08 Nov 2017 11:32 AM

The leaking of the Paradise Papers and Apple’s use of offshore companies has brought the topic of tax avoidance back into the limelight, not that it was ever that far away.   This reminded me of a very informative list issued by HMRC some time ago ‘Ten things a tax avoidance scheme promoter won’t always tell you’. It’s worth sharing again, as it clearly warns of the risks that people face when they sign up to a tax avoidance scheme.  These include both the monetary costs and reputational damage of tax avoidance, but also a potential criminal conviction.

When he was the Financial Secretary to the Treasury, David Gauke, made the position very clear by saying ‘The government has taken unprecedented steps to clamp down on the selfish minority who practise tax avoidance, because we are firmly on the side of the vast majority of taxpayers who play by the rules.  As a result, tax avoidance is now very high risk.  On top of a substantial fee to join a scheme that will almost certainly fail a challenge by HMRC, tax avoiders will also have to pay the tax they dodged, plus interest and penalties’.

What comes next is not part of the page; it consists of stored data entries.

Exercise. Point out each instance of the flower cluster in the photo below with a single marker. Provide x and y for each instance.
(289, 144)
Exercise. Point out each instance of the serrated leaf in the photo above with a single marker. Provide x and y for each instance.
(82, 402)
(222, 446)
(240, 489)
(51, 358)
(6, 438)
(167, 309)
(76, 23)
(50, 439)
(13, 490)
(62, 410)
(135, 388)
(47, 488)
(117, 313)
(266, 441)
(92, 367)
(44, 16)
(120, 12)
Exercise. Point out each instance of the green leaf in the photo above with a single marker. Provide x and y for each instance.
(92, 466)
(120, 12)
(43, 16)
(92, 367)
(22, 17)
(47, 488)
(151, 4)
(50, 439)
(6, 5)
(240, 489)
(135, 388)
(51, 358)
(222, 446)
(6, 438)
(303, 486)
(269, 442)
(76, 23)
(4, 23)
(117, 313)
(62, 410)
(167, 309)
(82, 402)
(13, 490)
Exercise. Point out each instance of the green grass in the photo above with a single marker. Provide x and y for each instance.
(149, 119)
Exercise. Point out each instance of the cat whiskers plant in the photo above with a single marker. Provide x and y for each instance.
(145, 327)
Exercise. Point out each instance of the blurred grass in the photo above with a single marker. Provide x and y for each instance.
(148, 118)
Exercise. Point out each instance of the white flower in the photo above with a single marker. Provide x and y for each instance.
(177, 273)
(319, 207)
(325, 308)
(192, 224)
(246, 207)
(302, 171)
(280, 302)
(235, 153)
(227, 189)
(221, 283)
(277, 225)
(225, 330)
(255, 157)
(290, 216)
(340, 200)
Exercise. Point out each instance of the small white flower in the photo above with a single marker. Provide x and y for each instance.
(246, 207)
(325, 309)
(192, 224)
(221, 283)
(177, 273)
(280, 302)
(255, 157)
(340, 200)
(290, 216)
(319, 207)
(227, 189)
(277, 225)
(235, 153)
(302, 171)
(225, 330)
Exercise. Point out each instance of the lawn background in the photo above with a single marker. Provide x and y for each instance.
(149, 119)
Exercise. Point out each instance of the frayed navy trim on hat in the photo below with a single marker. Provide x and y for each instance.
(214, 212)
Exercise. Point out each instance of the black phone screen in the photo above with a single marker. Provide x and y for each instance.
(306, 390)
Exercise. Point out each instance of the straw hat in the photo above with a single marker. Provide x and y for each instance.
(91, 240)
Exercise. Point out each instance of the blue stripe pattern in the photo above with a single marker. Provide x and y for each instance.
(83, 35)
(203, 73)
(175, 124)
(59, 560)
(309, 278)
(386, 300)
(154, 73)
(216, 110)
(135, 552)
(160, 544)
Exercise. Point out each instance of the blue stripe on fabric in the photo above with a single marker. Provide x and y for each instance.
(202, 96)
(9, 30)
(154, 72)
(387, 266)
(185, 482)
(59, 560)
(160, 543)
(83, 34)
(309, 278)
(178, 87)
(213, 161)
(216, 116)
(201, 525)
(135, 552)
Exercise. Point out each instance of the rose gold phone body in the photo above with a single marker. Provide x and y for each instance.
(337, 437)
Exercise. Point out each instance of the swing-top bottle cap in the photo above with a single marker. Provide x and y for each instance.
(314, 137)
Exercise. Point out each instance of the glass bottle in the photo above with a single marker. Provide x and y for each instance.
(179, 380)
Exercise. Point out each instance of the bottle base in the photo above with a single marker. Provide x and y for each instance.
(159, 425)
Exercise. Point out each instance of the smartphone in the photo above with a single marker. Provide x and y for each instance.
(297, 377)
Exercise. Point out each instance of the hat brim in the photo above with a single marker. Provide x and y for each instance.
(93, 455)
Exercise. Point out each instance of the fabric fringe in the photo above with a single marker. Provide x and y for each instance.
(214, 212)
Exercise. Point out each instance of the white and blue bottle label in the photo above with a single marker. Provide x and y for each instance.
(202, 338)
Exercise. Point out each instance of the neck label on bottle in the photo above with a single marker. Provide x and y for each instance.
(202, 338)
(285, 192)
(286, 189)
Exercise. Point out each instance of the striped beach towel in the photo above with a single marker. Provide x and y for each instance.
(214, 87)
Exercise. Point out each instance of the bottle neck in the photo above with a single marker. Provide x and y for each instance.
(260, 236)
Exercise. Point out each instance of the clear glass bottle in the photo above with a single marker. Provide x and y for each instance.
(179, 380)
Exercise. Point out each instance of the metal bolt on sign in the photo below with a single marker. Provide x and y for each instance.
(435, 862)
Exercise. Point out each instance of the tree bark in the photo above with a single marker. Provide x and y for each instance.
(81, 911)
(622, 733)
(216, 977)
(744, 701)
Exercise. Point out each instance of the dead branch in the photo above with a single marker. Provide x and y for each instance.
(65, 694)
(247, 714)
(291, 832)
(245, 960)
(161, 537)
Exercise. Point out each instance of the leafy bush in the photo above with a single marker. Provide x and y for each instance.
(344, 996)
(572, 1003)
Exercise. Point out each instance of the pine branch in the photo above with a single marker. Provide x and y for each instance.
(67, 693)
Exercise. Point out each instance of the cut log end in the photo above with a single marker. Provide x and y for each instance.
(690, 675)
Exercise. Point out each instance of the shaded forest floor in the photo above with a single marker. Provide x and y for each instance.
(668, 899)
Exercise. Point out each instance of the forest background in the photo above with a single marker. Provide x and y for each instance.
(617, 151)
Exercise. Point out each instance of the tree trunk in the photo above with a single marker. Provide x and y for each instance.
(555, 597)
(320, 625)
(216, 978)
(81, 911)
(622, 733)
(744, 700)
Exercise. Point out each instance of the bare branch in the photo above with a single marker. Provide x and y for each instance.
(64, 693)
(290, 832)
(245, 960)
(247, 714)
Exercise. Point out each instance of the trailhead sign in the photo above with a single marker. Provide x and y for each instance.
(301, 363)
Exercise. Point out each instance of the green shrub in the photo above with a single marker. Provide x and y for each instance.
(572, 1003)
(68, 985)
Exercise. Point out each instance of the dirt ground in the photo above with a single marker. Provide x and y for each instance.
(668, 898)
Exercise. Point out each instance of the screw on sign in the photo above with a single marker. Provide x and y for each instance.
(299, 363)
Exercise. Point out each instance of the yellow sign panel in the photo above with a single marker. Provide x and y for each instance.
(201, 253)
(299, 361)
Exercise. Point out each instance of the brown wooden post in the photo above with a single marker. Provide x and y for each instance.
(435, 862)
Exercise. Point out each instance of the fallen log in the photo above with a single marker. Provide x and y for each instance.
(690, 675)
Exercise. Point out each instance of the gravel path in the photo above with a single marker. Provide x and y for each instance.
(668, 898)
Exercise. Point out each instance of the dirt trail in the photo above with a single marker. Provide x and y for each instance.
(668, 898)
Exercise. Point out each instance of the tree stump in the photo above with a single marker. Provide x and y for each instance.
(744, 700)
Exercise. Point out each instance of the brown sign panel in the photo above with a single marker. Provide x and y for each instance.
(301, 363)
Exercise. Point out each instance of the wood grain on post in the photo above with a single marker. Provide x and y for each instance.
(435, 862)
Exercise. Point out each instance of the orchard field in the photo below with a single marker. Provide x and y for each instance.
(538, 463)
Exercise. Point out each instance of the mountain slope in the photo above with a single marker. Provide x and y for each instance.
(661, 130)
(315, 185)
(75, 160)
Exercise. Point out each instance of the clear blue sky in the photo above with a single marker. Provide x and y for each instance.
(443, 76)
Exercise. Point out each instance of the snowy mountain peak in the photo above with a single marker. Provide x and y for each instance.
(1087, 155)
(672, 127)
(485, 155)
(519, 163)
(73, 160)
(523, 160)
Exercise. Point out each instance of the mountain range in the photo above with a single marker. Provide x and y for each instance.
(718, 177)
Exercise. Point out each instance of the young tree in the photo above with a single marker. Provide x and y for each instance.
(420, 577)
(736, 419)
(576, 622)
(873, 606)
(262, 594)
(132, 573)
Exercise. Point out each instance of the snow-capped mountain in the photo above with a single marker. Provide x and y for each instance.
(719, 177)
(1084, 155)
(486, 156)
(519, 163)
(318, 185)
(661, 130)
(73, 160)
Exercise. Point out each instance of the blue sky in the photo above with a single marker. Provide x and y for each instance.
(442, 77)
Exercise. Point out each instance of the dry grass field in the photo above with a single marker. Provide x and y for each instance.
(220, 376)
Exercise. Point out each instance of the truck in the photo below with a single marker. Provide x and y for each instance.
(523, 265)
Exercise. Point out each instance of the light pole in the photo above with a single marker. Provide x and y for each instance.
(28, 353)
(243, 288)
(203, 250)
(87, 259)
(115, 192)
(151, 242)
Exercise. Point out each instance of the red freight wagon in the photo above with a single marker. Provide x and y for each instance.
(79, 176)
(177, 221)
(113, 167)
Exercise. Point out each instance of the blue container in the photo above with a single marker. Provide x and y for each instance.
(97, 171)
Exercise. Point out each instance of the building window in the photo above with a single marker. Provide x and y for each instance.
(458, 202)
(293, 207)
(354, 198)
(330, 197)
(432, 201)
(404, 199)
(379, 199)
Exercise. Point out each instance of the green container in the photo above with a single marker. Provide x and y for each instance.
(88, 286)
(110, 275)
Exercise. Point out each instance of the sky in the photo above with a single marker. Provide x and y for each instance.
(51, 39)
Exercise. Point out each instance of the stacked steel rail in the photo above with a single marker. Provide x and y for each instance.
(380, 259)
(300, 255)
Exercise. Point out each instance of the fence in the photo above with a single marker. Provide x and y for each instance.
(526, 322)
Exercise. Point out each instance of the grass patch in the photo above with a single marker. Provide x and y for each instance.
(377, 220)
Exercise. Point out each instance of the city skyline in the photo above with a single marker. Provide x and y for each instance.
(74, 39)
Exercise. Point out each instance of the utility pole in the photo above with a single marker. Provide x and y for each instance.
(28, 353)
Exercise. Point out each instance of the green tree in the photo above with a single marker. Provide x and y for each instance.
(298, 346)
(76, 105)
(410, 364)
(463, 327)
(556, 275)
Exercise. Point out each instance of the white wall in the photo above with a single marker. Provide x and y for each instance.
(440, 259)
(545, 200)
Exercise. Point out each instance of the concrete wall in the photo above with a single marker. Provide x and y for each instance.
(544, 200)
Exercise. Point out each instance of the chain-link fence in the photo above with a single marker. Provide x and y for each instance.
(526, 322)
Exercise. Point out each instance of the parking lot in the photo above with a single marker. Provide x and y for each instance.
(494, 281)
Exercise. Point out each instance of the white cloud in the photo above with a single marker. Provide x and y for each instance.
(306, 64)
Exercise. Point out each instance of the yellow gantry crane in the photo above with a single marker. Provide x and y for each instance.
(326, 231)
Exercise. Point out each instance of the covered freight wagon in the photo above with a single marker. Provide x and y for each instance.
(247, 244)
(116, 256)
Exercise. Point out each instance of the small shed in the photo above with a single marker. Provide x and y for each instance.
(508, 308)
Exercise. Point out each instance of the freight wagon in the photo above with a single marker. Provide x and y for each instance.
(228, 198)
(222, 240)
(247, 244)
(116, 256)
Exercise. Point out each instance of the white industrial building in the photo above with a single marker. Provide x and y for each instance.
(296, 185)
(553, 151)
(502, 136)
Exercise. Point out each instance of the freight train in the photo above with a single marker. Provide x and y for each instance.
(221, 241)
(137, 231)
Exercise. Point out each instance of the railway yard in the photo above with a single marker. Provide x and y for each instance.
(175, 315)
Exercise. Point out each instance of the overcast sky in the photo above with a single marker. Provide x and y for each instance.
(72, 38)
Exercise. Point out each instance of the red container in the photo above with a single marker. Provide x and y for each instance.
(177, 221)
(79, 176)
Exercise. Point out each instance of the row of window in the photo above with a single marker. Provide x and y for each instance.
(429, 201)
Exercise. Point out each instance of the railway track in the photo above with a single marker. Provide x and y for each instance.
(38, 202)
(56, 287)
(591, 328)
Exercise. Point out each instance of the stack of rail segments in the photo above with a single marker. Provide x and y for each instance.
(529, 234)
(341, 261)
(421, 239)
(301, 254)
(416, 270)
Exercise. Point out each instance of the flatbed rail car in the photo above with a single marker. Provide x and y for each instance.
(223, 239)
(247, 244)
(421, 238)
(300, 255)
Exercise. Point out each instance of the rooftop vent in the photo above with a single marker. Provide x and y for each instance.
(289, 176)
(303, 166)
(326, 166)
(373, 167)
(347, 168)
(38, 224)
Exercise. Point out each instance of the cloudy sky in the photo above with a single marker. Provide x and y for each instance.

The ‘ten things a promoter won’t always tell you’ are:

  1. Most schemes don’t work.  You may be told that avoidance is legal, but if the scheme doesn’t work you’ll have made an incorrect tax return which is not in accordance with the law.  You are legally obliged to pay tax that is due and you may be charged penalties if you try to avoid it.
  1. It could cost you more than you bargained for.  Avoidance schemes are complex.  They can give rise to unintended additional tax consequences and the fees you pay the promoter do not count as tax paid.  So you could end up paying much more than just the tax you’re trying to avoid.
  1. You may have significant legal fees to pay.  If the scheme is taken to litigation, you’re likely to have hefty legal fees to pay.  Your promoter may ask you to pay into a ‘fighting fund’ up front.
  1. You could face criminal conviction.  If you deliberately mislead or conceal information from HMRC you could be prosecuted and convicted.
  1. You could face publicity as a tax avoider.  If you are named in court papers when the case is litigated, or in public registers, you could be reported in the media as a tax-dodger.
  1. Your scheme is never HMRC approved.  Getting an avoidance scheme reference number from HMRC doesn’t mean the department has cleared the scheme.  HMRC issue these numbers when a scheme has signs of being designed to avoid tax.
  1. You could be marked out as high-risk taxpayer.  Use of a scheme could make you out as a high-risk taxpayer, which means that all of your tax affairs will be closely scrutinised in future, not just your claim for relief.
  1. HMRC are likely to beat your scheme in court.  HMRC win eight out of ten cases where taxpayers and promoters take avoidance schemes to court.
  1. The risk is normally all your own.  It is unlikely that a promoter will give you a guarantee that a scheme will work.  And they probably won’t be around to support you once HMRC start investigating your tax affairs.  Some promoters set up simply to sell the scheme, and then disband.
  1. You’ll have to pay the tax up front anyway.  You won’t get a cash flow advantage whilst HMRC investigate a scheme.  New legislation means you’ll have to pay the disputed tax up front.